Médecin assistant en psychiatrie dans un hôpital suisse, j’ai récemment pris en charge un patient d’origine extra-européenne lors d’une consultation aux urgences psychiatriques. Le patient est âgé de 31 ans et présente une insuffisance rénale terminale, diagnostiquée lors de son arrivée en Suisse il y a deux ans, avec environ trois dialyses par semaine. Son statut administratif est un permis N. En raison de sa situation administrative, ce patient n’est pas prioritaire pour une greffe pour deux raisons qui, en apparence, se renforcent:

1. avant toute prise en charge en vue d’une intervention, on attend que le Secrétariat d’Etat aux Migrations (SEM) se prononce sur sa demande d’asile, afin qu’une décision en cours de processus n’entrave celui-ci;

2. au vu de situations cliniques antérieures, lors desquelles le SEM a prononcé des dé­cisions de renvoi directement après une transplantation d’organe (décision liée à la réalisation de l’opération), on devient hésitant à réaliser des transplantations sur des patients au statut incertain.

Cela fait donc deux raisons pour ne pas élire un demandeur d’asile pour une greffe d’organe. Ces raisons semblent, par ailleurs, prioritaires par rapport à d’autres critères d’éli­gibilité.

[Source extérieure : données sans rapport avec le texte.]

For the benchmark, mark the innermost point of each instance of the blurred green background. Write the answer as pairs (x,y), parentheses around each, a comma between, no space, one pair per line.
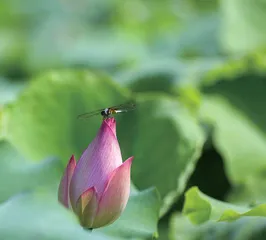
(197,71)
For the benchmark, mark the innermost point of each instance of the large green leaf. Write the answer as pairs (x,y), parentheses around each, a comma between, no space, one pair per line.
(233,102)
(200,208)
(243,19)
(43,121)
(161,132)
(166,141)
(19,175)
(38,214)
(245,228)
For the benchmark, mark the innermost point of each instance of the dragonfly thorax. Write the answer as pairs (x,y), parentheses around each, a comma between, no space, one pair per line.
(106,112)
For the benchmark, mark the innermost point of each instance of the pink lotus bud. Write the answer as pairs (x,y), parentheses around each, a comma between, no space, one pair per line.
(97,187)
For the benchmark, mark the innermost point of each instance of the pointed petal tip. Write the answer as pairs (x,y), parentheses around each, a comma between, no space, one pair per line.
(111,123)
(115,196)
(63,190)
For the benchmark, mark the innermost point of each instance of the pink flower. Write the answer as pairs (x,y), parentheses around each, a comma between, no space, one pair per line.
(97,187)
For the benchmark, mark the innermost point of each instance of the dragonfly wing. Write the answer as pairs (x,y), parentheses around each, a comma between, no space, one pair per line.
(89,114)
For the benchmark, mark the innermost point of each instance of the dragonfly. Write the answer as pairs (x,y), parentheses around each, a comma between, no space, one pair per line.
(108,112)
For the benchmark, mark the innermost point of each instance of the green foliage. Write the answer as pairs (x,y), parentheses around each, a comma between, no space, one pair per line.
(39,214)
(199,97)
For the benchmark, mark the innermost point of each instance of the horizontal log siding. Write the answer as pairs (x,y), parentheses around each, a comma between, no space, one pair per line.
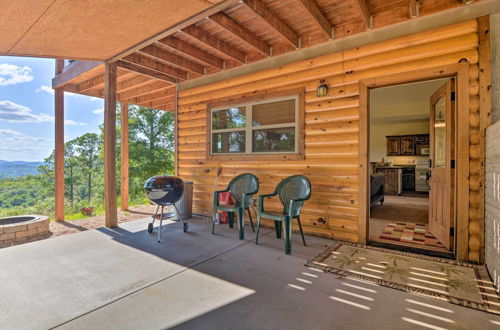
(331,123)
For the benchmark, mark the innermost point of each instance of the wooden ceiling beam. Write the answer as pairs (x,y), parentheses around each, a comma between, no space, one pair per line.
(134,82)
(273,21)
(363,10)
(173,59)
(193,52)
(241,33)
(146,71)
(159,94)
(312,9)
(214,43)
(94,82)
(147,89)
(149,63)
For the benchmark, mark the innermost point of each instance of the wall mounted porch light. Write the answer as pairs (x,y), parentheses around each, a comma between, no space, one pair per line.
(322,89)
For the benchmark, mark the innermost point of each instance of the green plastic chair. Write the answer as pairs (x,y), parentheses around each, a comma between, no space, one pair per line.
(293,192)
(242,188)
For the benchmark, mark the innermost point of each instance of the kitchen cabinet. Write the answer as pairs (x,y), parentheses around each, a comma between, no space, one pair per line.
(408,177)
(407,145)
(393,146)
(393,183)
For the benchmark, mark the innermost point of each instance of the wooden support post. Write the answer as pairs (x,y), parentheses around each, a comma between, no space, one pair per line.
(124,156)
(59,147)
(110,209)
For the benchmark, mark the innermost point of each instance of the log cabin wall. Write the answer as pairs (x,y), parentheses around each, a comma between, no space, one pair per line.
(331,127)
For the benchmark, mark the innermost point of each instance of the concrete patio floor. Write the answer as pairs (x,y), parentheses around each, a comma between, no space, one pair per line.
(124,279)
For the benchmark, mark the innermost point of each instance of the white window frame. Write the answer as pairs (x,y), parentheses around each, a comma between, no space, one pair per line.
(249,128)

Swisstransplant semble n’avoir pas d’avis clair sur la question des candidats en situation de demande d’asile. Quelle est la position de son comité d’éthique?

Réplique à 
«Un rein vaut mieux que deux...»

Sehr geehrte Damen und Herren

Vielen Dank für die Einladung, zum Schreiben von Herrn Dr. Zimmermann Stellung zu beziehen. Leider hat uns das erwähnte Schreiben an die Ethikkommission von Swisstransplant bis heute nicht erreicht. Wir möchten deshalb auf diesem Weg zu den im Brief auf­geworfenen Fragen Stellung nehmen.

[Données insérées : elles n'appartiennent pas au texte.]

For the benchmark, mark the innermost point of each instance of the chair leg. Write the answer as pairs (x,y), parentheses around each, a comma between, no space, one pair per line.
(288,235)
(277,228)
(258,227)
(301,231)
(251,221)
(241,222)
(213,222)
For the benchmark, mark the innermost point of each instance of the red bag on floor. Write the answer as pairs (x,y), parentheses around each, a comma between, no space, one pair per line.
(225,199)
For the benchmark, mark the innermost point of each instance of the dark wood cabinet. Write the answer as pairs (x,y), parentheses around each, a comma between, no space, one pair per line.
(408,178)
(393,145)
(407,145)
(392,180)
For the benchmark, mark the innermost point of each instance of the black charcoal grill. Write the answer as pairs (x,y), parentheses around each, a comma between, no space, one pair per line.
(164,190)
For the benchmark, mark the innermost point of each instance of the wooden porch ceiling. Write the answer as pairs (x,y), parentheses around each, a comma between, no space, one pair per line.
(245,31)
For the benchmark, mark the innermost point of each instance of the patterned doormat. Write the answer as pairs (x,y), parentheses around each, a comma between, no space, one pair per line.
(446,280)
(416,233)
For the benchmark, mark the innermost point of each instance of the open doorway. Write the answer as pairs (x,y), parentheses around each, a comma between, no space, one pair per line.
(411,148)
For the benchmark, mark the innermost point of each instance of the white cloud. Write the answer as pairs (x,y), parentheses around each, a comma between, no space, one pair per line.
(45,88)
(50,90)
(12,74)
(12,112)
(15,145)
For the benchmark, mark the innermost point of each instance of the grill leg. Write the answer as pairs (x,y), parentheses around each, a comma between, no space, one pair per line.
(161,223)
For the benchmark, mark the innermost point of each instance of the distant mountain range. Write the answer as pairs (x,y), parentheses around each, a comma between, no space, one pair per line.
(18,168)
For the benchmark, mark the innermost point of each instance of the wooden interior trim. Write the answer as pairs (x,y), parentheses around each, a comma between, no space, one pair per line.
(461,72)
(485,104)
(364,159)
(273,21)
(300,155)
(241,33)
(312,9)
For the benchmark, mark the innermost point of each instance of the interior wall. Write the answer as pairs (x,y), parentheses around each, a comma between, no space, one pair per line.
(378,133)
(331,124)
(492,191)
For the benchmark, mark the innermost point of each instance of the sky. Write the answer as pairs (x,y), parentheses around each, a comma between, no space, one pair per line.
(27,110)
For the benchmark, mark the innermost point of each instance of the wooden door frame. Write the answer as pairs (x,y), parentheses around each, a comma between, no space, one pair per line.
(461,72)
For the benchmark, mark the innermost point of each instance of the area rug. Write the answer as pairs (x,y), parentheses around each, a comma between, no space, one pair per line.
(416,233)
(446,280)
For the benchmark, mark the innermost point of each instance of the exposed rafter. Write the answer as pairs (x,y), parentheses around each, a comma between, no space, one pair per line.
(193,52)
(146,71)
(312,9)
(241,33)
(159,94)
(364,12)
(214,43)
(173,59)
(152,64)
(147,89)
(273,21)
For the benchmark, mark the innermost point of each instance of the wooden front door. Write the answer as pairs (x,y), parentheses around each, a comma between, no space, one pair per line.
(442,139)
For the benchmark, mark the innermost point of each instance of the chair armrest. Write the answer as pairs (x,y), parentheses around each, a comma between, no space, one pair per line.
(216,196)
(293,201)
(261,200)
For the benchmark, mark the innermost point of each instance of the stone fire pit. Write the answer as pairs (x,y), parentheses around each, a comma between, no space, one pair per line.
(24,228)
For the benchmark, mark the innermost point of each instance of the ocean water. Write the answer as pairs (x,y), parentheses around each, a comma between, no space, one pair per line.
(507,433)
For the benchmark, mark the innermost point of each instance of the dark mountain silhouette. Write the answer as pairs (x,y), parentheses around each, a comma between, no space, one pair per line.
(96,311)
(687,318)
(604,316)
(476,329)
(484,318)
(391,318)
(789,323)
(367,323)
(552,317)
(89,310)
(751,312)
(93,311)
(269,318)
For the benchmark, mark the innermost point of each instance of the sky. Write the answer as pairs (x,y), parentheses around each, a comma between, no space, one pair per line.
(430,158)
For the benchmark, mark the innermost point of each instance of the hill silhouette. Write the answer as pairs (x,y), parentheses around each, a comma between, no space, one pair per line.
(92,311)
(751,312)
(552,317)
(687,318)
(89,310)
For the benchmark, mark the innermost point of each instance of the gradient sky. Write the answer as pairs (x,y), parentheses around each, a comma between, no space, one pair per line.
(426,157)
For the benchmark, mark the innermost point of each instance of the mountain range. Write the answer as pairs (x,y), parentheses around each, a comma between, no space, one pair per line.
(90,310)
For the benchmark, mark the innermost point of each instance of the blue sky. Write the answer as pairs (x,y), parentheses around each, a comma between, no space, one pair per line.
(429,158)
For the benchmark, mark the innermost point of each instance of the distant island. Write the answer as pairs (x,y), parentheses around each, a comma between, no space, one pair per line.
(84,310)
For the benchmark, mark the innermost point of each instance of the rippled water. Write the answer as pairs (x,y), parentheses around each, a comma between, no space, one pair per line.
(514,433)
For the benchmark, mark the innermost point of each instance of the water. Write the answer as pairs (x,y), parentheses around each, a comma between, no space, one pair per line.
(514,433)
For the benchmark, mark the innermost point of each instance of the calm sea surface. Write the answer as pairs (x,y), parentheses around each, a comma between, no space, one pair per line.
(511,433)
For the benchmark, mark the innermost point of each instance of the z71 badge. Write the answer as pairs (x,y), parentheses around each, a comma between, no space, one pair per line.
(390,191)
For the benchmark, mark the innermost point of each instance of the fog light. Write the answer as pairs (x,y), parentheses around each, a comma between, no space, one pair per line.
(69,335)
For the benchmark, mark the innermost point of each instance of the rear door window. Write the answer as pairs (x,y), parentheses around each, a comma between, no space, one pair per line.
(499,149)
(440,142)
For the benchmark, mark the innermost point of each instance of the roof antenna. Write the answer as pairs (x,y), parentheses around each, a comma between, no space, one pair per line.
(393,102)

Das Transplantationsgesetz sieht vor, dass jede Person mit Wohnsitz in der Schweiz bei der Organzuteilung gleich zu behandeln ist. Bei der Zuteilung eines Organs darf niemand diskriminiert werden. Auch Personen ohne Wohnsitz in der Schweiz kommen unter bestimmten Voraussetzungen die gleichen Rechte zu wie Personen, die in der Schweiz wohnen. So sind Personen aus EU- und EFTA-Staaten sowie Grenzgänger/-innen und deren Familienangehörige bei der Organzuteilung gleich zu behandeln, wenn sie in der Schweiz krankenversichert sind.

Zudem regelt die Organzuteilungsverordnung besondere Voraussetzungen für die Aufnahme auf die Warteliste von Personen ohne Wohnsitz in der Schweiz, welche nicht unter die oben genannten Kategorien fallen.

In dem vom Kollegen erwähnten Fall handelt es sich um einen dialysepflichtigen Asyl­suchenden mit Aufenthaltsbewilligung N. Eine Zuteilung von Organen ist hier genauso möglich wie bei allen anderen oben erwähnten Kategorien, sofern die betroffene Person in der Schweiz krankenversichert ist. Die Indi­kation zur Aufnahme eines Patienten auf die Organwarteliste wird von den Transplanta­tionszentren gestellt, welche auch die notwendigen Abklärungen im Vorfeld durch­führen. Dabei stellt sich auch die Frage, ob, und wenn ja, inwieweit die Nachsorge im Herkunftsland gewährleistet ist, um das Ergebnis einer Transplantation bei mangelhafter oder gar fehlender Immunsuppression nicht zu ­gefährden.